Did you know that food is the fastest-acting tranquilizer?! The moment we put food on the tongue, the amygdala — the "fear center" of the brain — shuts down. We may have exercised and chosen foods all day that would make a nutritionist weak with joy, but as night falls we may find ourselves tired, dwelling on some irritation at home or at work. The potato chips or chocolate we reach for will immediately calm our amygdalas. However, the instant we swallow it, our fatigue and irritation returns, requiring... more food. This is one reason that people who lose weight often put it back on. A crisis occurs, and rather than reaching out to other people for help, they turn to food for comfort.

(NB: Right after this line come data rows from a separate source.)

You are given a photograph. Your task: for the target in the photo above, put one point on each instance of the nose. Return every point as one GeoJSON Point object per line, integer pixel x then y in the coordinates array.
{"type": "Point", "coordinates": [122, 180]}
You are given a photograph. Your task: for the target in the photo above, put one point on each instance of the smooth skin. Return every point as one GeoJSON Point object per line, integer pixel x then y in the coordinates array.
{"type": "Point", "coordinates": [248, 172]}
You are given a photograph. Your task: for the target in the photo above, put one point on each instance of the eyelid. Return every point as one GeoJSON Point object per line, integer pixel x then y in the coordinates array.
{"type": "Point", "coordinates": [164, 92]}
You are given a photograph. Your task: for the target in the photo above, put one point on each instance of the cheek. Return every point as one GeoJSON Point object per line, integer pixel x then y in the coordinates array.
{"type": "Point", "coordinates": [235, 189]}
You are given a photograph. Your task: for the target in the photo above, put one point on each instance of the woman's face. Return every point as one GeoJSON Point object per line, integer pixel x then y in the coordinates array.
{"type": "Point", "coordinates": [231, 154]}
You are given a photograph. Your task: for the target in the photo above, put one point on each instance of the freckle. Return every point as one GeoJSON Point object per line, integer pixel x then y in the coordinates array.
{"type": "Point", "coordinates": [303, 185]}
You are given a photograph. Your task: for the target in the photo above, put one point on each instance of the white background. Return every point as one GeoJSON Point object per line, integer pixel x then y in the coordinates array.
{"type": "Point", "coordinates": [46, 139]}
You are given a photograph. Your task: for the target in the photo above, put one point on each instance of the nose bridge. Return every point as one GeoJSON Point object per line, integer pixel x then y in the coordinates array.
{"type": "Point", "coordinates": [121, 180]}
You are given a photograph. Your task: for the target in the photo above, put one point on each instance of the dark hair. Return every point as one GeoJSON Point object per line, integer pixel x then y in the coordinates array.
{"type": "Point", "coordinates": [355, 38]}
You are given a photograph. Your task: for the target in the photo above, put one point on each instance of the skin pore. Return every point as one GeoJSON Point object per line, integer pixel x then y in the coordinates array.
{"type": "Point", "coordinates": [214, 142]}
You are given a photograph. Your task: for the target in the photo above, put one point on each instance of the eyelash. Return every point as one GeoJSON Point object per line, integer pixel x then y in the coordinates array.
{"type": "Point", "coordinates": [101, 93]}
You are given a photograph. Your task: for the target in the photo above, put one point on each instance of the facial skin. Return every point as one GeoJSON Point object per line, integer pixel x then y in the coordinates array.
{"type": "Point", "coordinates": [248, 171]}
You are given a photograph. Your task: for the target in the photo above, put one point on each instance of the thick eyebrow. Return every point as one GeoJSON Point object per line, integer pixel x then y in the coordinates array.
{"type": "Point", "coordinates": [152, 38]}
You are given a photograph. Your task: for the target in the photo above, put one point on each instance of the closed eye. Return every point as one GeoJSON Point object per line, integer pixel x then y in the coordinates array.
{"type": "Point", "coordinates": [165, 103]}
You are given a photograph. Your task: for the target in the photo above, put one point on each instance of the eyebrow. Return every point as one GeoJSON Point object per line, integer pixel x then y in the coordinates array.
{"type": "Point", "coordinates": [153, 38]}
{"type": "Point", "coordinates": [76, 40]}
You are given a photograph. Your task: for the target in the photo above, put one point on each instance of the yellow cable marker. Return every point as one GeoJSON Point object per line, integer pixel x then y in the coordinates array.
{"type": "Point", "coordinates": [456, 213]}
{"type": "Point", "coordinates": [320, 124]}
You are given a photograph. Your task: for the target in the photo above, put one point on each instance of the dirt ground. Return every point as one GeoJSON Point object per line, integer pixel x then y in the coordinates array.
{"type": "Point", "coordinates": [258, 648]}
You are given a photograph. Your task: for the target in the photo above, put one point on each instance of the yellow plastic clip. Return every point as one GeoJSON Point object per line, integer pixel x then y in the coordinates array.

Food can also impact sleep. A common pattern leading to insomnia is to eat little or no breakfast, a small lunch, and a full dinner. People who were tired all day may report that they have all this extra energy at bedtime, because the body has received the majority of its fuel supply a few hours after dinner, when digestion has turned food into blood sugar.
Our relationship to food mirrors our relationship to life. Turning to people rather than food for comfort, and choosing healthy foods to eat in small quantities throughout the day, can provide our bodies and minds with the steady supply of the nourishment we need for a pleasurable life.